A more detailed analysis shows that investors from the public sector are employed in the security forces, local government, and national institutions (such as the Jewish Agency and the JNF). All of these together accounted for 25.9% of the total number of investment properties purchased – 2.5 times higher than their share of all those employed in the country.
Those who work in the financial sector accounted for 17% of all those investing in real estate in Israel — a rate of five times more than the weight of this sector out of total employees. However, before the outbreak of the pandemic, those working in finance actually made up 19% of investment buyers. Employees in the trade industries made up 13.2% of all investment properties purchased, a drop from 15.1% before COVID-19.

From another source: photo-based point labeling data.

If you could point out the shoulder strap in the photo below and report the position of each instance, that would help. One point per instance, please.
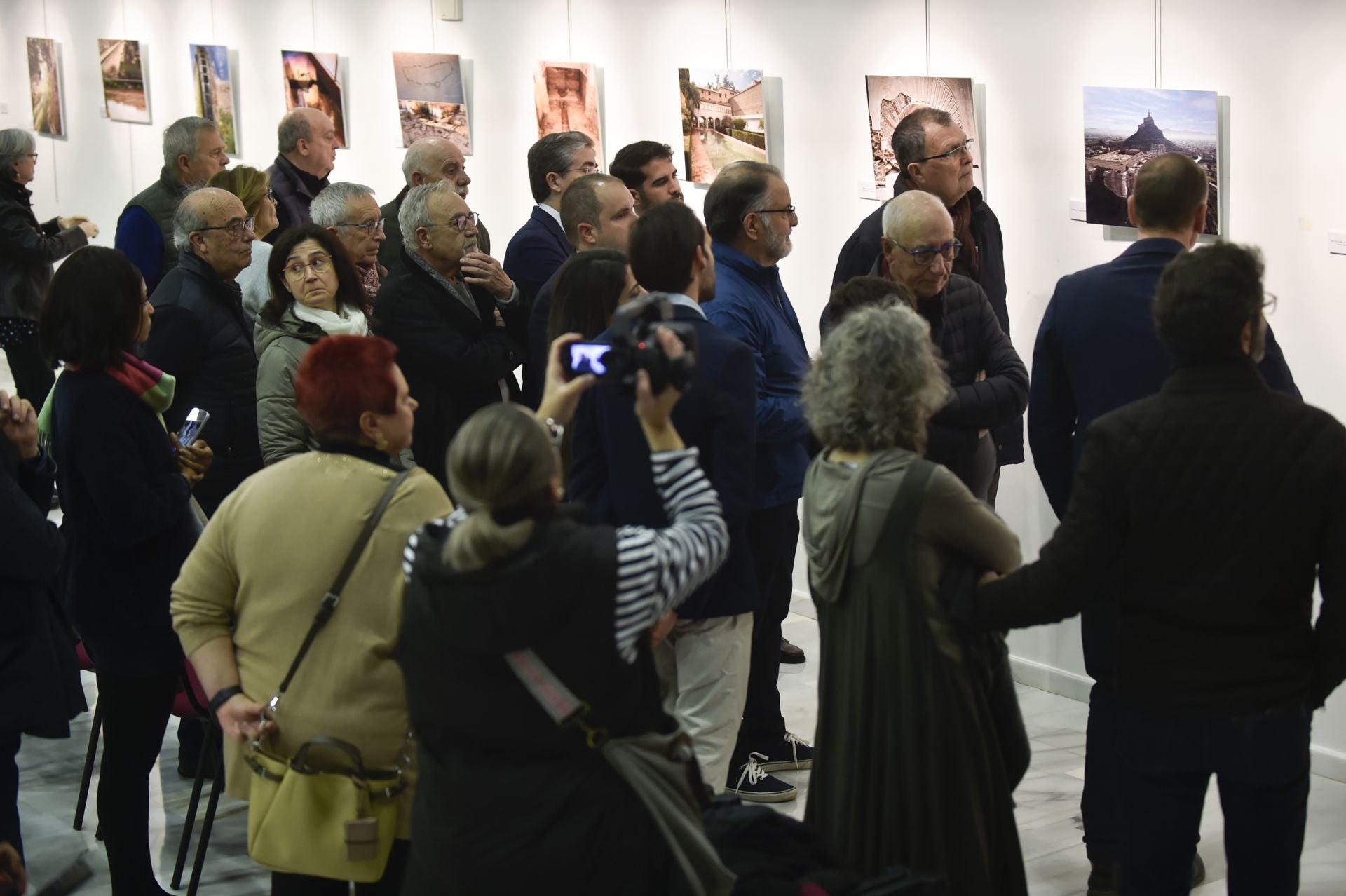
(333, 595)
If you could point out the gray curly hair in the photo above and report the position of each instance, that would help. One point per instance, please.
(876, 382)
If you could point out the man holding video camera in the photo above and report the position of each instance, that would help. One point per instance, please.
(705, 660)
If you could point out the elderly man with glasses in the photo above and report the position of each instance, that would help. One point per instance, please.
(352, 213)
(455, 316)
(990, 381)
(202, 338)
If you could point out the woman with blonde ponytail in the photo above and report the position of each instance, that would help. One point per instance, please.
(508, 801)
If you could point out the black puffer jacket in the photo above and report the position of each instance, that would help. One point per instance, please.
(965, 330)
(201, 337)
(27, 250)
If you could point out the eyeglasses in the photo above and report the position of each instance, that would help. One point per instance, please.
(788, 210)
(925, 257)
(963, 147)
(320, 264)
(369, 226)
(235, 229)
(458, 224)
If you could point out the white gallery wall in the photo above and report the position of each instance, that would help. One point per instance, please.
(1278, 67)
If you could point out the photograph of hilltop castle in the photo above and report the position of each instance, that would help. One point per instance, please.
(892, 99)
(1127, 127)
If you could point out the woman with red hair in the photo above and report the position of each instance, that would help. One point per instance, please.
(251, 590)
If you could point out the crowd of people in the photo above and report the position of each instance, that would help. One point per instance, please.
(411, 537)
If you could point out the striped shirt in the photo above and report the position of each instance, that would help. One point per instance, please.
(656, 568)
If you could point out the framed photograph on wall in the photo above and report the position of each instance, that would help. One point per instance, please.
(1127, 127)
(124, 81)
(431, 101)
(723, 118)
(215, 90)
(313, 80)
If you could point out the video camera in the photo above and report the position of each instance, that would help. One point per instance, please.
(632, 348)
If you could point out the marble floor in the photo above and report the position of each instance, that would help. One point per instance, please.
(1049, 803)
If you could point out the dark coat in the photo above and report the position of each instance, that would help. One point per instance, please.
(610, 470)
(863, 249)
(533, 254)
(1097, 350)
(965, 332)
(127, 521)
(27, 250)
(390, 250)
(39, 677)
(585, 830)
(201, 337)
(1206, 512)
(295, 191)
(453, 358)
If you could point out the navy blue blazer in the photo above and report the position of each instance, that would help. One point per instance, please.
(1097, 350)
(533, 254)
(610, 462)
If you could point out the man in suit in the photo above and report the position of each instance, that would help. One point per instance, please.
(307, 143)
(1097, 350)
(1211, 508)
(705, 660)
(455, 318)
(934, 156)
(597, 213)
(990, 381)
(427, 161)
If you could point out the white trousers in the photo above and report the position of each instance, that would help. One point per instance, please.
(703, 666)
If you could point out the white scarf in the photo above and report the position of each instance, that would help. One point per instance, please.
(351, 322)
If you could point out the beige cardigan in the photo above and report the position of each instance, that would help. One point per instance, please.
(261, 569)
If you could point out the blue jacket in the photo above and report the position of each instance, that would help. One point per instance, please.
(610, 462)
(750, 304)
(533, 254)
(1097, 350)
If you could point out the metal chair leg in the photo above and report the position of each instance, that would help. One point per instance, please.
(208, 824)
(205, 762)
(95, 728)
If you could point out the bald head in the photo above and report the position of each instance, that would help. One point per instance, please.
(307, 139)
(433, 159)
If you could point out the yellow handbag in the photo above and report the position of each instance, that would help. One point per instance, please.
(320, 812)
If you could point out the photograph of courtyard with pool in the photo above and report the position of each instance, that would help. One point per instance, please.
(722, 118)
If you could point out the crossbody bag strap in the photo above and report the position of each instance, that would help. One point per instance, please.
(333, 597)
(552, 695)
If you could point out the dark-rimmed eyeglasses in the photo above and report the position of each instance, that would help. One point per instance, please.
(925, 257)
(458, 224)
(369, 226)
(236, 229)
(963, 147)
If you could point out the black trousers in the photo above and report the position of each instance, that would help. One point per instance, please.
(33, 377)
(10, 831)
(135, 714)
(1262, 767)
(390, 884)
(773, 537)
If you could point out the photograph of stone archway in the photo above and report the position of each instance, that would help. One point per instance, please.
(723, 118)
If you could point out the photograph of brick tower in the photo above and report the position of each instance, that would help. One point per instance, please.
(1127, 127)
(892, 99)
(215, 90)
(723, 118)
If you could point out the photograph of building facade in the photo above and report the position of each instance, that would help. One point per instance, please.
(215, 90)
(431, 100)
(894, 97)
(723, 118)
(123, 81)
(566, 96)
(1127, 127)
(313, 80)
(45, 86)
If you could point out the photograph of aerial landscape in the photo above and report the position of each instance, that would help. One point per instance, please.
(1127, 127)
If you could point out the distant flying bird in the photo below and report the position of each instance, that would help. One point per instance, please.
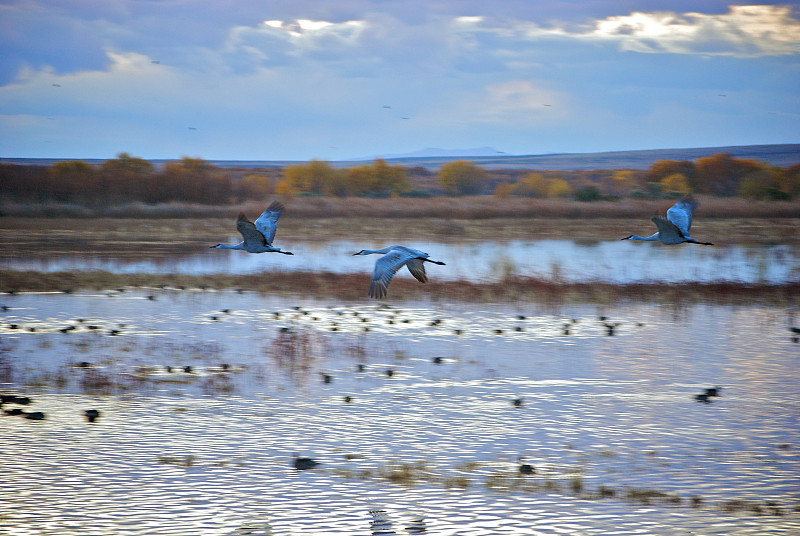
(258, 236)
(394, 258)
(675, 228)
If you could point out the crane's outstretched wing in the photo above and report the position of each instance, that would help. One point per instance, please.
(385, 268)
(267, 223)
(249, 232)
(417, 268)
(668, 232)
(680, 215)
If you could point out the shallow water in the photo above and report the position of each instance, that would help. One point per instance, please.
(613, 261)
(436, 445)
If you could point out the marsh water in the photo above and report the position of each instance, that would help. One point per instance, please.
(566, 260)
(430, 441)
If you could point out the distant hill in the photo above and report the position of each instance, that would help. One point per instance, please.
(776, 154)
(435, 152)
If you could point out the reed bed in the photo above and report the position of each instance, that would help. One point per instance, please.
(354, 287)
(443, 207)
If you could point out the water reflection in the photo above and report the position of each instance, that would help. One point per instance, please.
(608, 422)
(613, 261)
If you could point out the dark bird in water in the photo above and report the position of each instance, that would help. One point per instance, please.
(302, 464)
(527, 469)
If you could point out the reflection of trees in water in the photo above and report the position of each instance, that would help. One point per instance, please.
(295, 350)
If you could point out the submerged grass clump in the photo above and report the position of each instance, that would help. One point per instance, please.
(352, 287)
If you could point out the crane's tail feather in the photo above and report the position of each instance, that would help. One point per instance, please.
(377, 290)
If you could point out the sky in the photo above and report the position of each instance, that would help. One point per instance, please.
(335, 80)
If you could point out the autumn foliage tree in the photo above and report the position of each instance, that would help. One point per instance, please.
(462, 177)
(378, 179)
(317, 177)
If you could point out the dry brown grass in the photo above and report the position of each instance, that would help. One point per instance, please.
(471, 207)
(354, 286)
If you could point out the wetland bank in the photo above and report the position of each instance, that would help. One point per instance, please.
(208, 384)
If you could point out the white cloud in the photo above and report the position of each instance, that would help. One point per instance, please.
(745, 31)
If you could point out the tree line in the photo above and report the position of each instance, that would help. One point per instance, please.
(127, 179)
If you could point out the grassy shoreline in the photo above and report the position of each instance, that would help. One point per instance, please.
(352, 287)
(441, 207)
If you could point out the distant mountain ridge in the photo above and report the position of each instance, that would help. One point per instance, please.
(435, 152)
(785, 154)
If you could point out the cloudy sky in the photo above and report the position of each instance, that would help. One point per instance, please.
(266, 80)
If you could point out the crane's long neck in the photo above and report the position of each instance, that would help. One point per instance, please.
(652, 238)
(387, 249)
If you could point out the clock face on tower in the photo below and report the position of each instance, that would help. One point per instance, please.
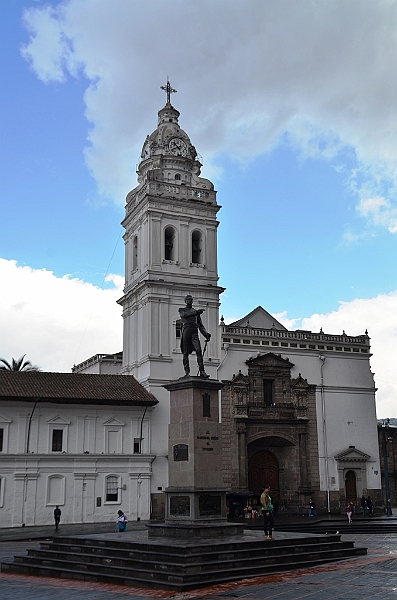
(178, 147)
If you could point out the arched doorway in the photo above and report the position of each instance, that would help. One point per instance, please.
(263, 469)
(350, 487)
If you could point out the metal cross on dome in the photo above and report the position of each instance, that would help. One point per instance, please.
(169, 90)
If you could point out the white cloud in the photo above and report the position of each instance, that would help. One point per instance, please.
(380, 211)
(59, 321)
(378, 316)
(55, 321)
(248, 71)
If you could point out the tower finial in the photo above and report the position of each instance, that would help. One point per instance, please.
(169, 90)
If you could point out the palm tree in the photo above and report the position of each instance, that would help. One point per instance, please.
(17, 365)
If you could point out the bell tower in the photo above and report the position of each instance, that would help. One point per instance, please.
(170, 251)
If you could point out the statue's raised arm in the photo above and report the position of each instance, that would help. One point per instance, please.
(190, 341)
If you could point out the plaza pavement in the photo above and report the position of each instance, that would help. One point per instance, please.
(364, 577)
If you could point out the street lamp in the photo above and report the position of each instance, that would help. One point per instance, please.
(385, 440)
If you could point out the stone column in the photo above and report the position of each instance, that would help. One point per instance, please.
(196, 496)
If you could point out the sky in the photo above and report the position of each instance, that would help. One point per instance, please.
(292, 106)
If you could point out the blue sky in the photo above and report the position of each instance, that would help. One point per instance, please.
(292, 107)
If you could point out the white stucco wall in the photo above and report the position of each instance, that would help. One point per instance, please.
(97, 442)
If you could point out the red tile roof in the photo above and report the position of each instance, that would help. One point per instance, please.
(73, 388)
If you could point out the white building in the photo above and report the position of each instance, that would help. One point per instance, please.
(78, 441)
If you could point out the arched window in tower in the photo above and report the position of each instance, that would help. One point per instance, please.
(196, 247)
(169, 238)
(135, 253)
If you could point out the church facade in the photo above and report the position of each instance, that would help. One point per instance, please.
(298, 408)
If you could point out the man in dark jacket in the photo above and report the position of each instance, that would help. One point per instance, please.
(57, 516)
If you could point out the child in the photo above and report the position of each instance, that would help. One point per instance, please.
(121, 521)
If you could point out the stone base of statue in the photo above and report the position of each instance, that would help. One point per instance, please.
(196, 496)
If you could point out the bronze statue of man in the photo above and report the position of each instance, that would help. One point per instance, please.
(191, 325)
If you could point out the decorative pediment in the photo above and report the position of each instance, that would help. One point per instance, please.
(239, 379)
(58, 420)
(269, 360)
(239, 387)
(300, 390)
(259, 318)
(352, 454)
(114, 422)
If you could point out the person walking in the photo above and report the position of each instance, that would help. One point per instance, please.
(267, 511)
(312, 509)
(363, 503)
(121, 521)
(370, 507)
(57, 516)
(349, 512)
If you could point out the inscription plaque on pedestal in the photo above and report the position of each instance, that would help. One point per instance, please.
(180, 506)
(181, 452)
(210, 505)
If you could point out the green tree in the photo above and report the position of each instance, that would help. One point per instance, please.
(17, 365)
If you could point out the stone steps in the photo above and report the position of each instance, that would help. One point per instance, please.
(359, 526)
(178, 566)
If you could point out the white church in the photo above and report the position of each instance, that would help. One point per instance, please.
(297, 407)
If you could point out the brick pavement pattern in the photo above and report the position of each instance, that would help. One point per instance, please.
(372, 576)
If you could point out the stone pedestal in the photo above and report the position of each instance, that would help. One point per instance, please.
(196, 497)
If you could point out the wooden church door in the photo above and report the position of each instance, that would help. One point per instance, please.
(351, 488)
(263, 469)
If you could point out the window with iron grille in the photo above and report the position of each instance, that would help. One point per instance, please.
(57, 438)
(112, 488)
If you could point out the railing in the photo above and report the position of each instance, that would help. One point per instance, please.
(294, 335)
(169, 190)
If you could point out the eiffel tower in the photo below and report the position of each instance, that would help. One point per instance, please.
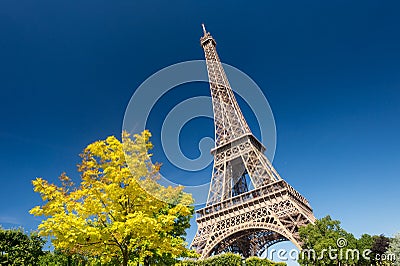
(249, 206)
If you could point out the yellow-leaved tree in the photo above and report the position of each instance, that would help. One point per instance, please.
(110, 216)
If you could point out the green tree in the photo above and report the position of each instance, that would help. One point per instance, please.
(110, 215)
(18, 248)
(326, 243)
(379, 248)
(394, 248)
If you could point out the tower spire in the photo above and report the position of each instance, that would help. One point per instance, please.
(204, 29)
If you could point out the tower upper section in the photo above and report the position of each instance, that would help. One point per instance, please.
(228, 118)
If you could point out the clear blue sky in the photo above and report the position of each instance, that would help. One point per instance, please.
(330, 70)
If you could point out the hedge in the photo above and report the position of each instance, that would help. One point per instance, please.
(230, 259)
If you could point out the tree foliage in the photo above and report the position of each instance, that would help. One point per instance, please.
(231, 260)
(110, 215)
(18, 248)
(323, 244)
(394, 248)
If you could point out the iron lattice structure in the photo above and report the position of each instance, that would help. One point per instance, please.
(249, 206)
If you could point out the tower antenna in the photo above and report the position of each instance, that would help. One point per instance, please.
(204, 29)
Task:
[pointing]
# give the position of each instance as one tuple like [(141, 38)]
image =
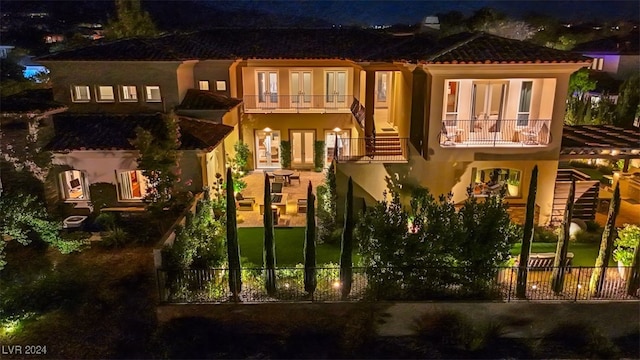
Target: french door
[(336, 89), (268, 149), (301, 89), (302, 147)]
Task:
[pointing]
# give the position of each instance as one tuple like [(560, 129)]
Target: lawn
[(584, 254), (289, 247)]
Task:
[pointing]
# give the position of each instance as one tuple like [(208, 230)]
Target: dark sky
[(372, 12)]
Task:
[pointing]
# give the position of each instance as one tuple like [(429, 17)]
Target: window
[(73, 185), (153, 94), (132, 185), (524, 107), (128, 93), (451, 106), (80, 93), (105, 93), (492, 181)]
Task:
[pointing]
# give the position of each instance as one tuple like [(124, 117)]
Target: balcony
[(382, 149), (269, 103), (495, 133)]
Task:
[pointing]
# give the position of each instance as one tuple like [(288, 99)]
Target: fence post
[(575, 299), (510, 285)]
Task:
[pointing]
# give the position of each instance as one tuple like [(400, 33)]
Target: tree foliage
[(158, 158), (432, 246), (131, 21)]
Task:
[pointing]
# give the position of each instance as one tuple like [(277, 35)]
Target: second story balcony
[(495, 132), (275, 103)]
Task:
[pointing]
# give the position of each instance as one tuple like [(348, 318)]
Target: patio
[(288, 209)]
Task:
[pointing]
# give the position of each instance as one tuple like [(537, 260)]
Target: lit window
[(153, 94), (73, 185), (105, 93), (132, 185), (80, 93), (128, 93)]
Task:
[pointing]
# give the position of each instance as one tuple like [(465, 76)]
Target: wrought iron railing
[(372, 149), (381, 284), (297, 103), (495, 132)]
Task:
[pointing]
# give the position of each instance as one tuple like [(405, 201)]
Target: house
[(467, 112)]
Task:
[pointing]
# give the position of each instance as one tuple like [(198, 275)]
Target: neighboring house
[(470, 111)]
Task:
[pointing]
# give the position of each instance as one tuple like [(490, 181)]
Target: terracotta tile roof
[(481, 48), (206, 100), (352, 44), (113, 132), (585, 139), (35, 101)]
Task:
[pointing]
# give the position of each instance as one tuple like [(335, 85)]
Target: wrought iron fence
[(297, 103), (393, 284), (495, 132)]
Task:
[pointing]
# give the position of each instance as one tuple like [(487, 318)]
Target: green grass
[(584, 254), (289, 247)]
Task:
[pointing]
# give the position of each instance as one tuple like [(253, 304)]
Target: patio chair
[(295, 177), (245, 203), (276, 187)]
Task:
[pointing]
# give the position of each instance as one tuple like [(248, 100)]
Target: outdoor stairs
[(386, 144)]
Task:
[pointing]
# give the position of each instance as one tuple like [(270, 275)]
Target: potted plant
[(513, 185), (625, 244)]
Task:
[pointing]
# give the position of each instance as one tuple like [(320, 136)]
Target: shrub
[(627, 241)]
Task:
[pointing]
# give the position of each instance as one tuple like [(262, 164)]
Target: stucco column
[(369, 99), (418, 98)]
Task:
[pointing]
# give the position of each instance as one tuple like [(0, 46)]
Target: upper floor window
[(73, 185), (267, 86), (451, 105), (153, 94), (128, 93), (221, 85), (524, 107), (336, 86), (105, 93), (80, 93)]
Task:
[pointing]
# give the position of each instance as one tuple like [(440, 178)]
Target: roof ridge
[(455, 46)]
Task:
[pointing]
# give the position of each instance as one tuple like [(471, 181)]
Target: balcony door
[(302, 147), (268, 149), (267, 82), (487, 108), (301, 89), (336, 89)]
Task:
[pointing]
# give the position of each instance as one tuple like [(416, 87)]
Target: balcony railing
[(495, 132), (297, 103), (371, 150)]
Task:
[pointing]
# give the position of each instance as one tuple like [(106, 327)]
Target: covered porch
[(290, 213)]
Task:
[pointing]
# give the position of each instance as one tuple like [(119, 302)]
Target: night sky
[(371, 12)]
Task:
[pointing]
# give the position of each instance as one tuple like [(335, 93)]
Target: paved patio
[(293, 191)]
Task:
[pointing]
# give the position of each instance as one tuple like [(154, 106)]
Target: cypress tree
[(557, 277), (521, 287), (269, 255), (346, 253), (310, 281), (233, 248), (606, 245)]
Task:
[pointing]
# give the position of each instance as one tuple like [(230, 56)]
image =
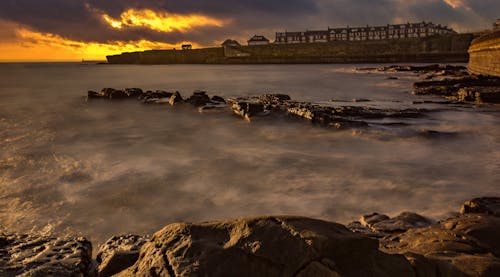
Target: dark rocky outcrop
[(118, 253), (464, 246), (35, 255), (265, 246), (159, 96), (380, 225), (483, 205), (175, 98), (198, 99), (477, 89), (376, 245)]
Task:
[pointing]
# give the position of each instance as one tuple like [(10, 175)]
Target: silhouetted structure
[(258, 40), (398, 31)]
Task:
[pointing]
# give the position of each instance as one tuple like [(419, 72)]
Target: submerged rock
[(35, 255), (175, 98), (118, 253), (198, 99), (157, 97), (380, 225), (217, 99), (464, 246), (265, 246), (477, 89), (483, 205)]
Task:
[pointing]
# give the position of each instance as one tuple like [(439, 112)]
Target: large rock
[(379, 225), (468, 245), (119, 253), (175, 98), (198, 99), (34, 255), (484, 205), (265, 246), (158, 96)]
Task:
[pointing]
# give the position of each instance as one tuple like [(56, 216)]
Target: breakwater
[(450, 48), (485, 54)]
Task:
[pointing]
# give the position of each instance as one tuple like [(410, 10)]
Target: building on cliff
[(258, 40), (398, 31)]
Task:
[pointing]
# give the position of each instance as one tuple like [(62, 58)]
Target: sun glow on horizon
[(32, 45), (161, 21)]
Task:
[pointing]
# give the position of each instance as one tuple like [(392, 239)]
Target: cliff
[(450, 48), (485, 54)]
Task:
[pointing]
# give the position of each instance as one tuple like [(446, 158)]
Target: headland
[(412, 42)]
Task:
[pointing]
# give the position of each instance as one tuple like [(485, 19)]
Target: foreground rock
[(405, 245), (476, 89), (265, 246), (33, 255), (380, 225), (468, 245), (119, 253), (482, 205)]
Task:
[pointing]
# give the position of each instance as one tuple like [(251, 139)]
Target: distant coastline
[(436, 49)]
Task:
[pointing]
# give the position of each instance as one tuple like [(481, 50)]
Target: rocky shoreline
[(454, 83), (376, 245)]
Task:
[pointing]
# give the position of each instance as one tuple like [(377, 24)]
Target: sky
[(71, 30)]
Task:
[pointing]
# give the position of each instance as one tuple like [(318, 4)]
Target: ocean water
[(103, 168)]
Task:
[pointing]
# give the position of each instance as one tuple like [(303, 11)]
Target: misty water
[(103, 168)]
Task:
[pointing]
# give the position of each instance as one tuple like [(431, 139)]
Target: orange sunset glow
[(31, 45), (161, 21)]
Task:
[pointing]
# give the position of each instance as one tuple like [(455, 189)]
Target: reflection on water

Those working in hi-tech comprise 11.5% of all investors, a slightly higher proportion compared to the 10% of hi-tech employees that make up the Israeli workforce. In contrast to other sectors, hi-tech saw a slight increase in employees purchasing investment properties – up from 10% before the pandemic.
According to the survey, foreign residents bought 333 apartments in Israel during the first quarter of 2021, a decrease of about 5% compared to the corresponding quarter in 2019. A whopping 65% of all of those investment apartments purchased were located in the Jerusalem and Beit Shemesh area, a 60% increase compared to the same period in 2019.
In Tel Aviv, on the other hand, foreign residents investing in real estate in Israel purchased only 48 apartments, representing a 37% drop in purchases compared to the corresponding quarter in 2019. In the Netanya area, foreign residents purchased 34 apartments in the first quarter.